Tolkien (12A)***

Dir: Dome Karukoski

With: Nicholas Hoult, Lily Collins, Colm Meaney, Derek Jacobi

Runtime: 112 minutes

WITH two films out at the same time, this is shaping up to be the unofficial Lily Collins Cinema Week.

While Extremely Wicked at least tries to strain against convention, Dome Karukoski’s biopic of the writer of The Lord of the Rings is a thoroughly old fashioned affair which presents a portrait of the artist in formation.

Tolkien is played by Nicholas Hoult with Collins as Edith Bratt, the woman who would become his wife. Opening at the Somme with Tolkien desperate to find out the fate of one of his friends, the story of his early years is told in flashback, all the way from the loss of his parents when he was a boy to the moment he met Edith and beyond.

Throughout, the screenplay by David Gleeson (The Front Line) and Stephen Beresford (Pride), picks out what they see are the primary influences in his life, which would later find expression in his work. So we note, for example, that he and his band of school friends call themselves the fellowship; that the young soldier who helps him on his quest to find his friend is named Sam; and the fevered visions he has on the battlefield include fire breathing dragons. It is hardly subtle. Are there ever such straightforward connections between an artist and his art?

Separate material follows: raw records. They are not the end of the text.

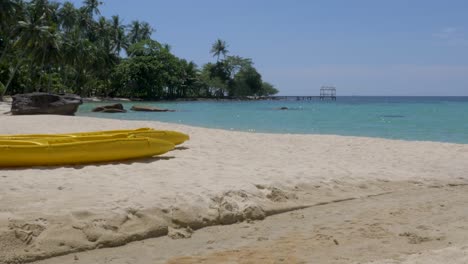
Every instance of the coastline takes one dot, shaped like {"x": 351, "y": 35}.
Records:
{"x": 218, "y": 177}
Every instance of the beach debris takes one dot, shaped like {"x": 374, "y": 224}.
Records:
{"x": 114, "y": 108}
{"x": 149, "y": 109}
{"x": 45, "y": 104}
{"x": 180, "y": 233}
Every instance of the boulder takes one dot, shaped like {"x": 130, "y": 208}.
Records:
{"x": 45, "y": 104}
{"x": 150, "y": 109}
{"x": 114, "y": 108}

Hoult and Collins make a convincing couple on screen, at ease with each other despite the occasionally starchy and stagey scenes conjured up by Karukoski.

The battle scenes at the Somme are handled impressively. Ditto the years at Oxbridge as the fellowship go through their studies (and Derek Jacobi turns up as a professor).

Perhaps the most noteworthy thing about the picture is that the author’s family has been quick to make clear its disapproval, which might suggest there is something unflattering about the portrait. There is not. The film’s greatest failing, at least from a cinemagoer’s point of view, is its dullness.